I'm using FFI (generated using bindgen) to interface with an external C library. This library has a struct to implement an iterator (c_iter) and a routine (c_next()) to access the next item, another struct c_item.
I'm wrapping this unsafe code in a RUST iterator, something like:
impl Iterator for c_iter {
type Item = *mut c_item;
fn next(&mut self) -> Option<Self::Item> {
let it = unsafe { c_next(self) };
if it.is_null() {
None
} else {
Some(it)
}
}
}
This works correctly but I really do not like returning a *mut c_item since my code is forced to use unsafe again and as_mut() to get a mutable reference to c_item.
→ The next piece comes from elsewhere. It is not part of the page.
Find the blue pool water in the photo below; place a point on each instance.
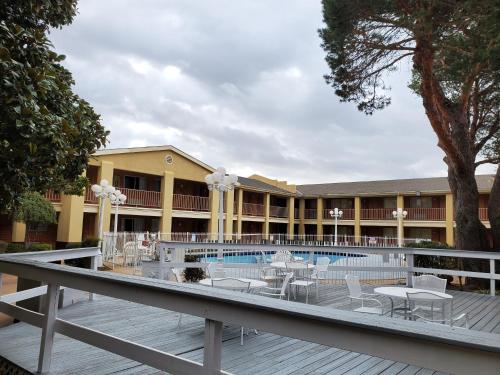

At the same time I cannot use as_mut() in the next() code because I cannot have a lifetime on the Item. For example this is clearly not allowed:
Can you use PhantomData to let you give the iterator a lifetime for whatever data you're iterating over?
So maybe like this:
/// The type being iterated over.
struct MyNativeList {
...
}
impl MyNativeList {
pub fn iter(&self) -> impl Iterator<Item = Item<'_>> + '_ {
NativeListIter { ... }
}
}
/// The iterator's internal state.
struct NativeListIter<'a> {
iter: *mut c_iter,
_lifetime: PhantomData<&'a ()>,
}
/// A wrapper around a single item.
struct Item<'a> {
inner: *mut c_item,
_lifetime: PhantomData<&'a ()>,
}
impl<'a> Iterator for NativeListIter<'a> {
type Item = Item<'a>;
fn next(&mut self) -> Option<Self::Item> {
let ptr = get_next_item(self.iter);
if ptr.is_null() {
None
} else {
Some(Item { inner: ptr, _lifetime: PhantomData })
}
}
}
Something to keep in mind is I'm using an Item type instead of returning a c_item directly. You'll want to do this anyway if you're writing FFI bindings, seeing as returning a struct that can enforce encapsulation and lifetimes is more idiomatic than returning a raw pointer.
It does get invalidate every time I call c_next(). I also have another version (i.e. c_next_no_free()) that I can use and in that case I have to call free() on the item but I'm not using it currently.
If it gets invalidated, you have to use (streaming-iterator)[https://github.com/sfackler/streaming-iterator].
Iterator items are independend can have to remain valid (so you can call .collect() and put all of them in a Vec for example).
So you would have to use c_next_no_free here and free it in the Items drop impl. That would probably solve your problem, I think?